I leave it to the reader to discover the other treasures which this book provides, especially concerning the placement of the Tabernacle. Happy reading!



Friday, May 18, 2012

A Marvelous Resource!

In Silence with God, 
by Benedict Baur, OSB, Archabbot of Beuron
Translated from the fourth German edition by Elisabethe Corathier-Noonan, 
Scepter Publishers, 1997.

In 220 pages, I found in this little book, most readable, a vademecum for the spiritual life no matter what your personal calling. Because the chapters average about 10 pages apiece, it recommends itself also for spiritual reading.

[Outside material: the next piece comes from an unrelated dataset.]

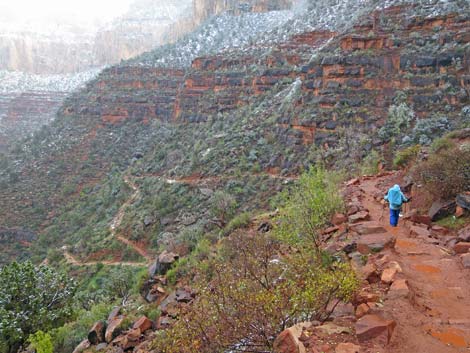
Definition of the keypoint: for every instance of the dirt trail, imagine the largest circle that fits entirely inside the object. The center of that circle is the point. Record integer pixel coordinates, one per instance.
(436, 318)
(72, 260)
(115, 224)
(196, 180)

Chapter 22, the last chapter, entitled "On the Heights", spoke to me particularly in terms of a description of the contemplative lifestyle as practiced by a saint. His account of the fruits of a life of love is particularly meritorious and inspired.

Happy reading, I hope! 

My Vacation Book


BAD RELIGION
Douthat, Ross (2012-04-17). 
Simon & Schuster, Inc. Kindle Edition. 

It used to be that people spoke of a genre called "beach books" (since the appearance of ebooks, I guess they have been rechristened as "beach reads"). When they were still books, they were something you picked up because they were big, paperback and not too demanding to read on your vacation: something to fill the time while you're resting, planing or deplaning, and from content, as I say, not too taxing (no small print editions). It's a genre I can't say as I know or have ever sought out for myself. I think the appellation "vacation book" is more neutral, while certainly not excluding either substance or entertainment. Good novels, classics if you will, are vacation books, but "Bad Religion", by reason of its title has to be one too, at least to my way of thinking, ebook or not. 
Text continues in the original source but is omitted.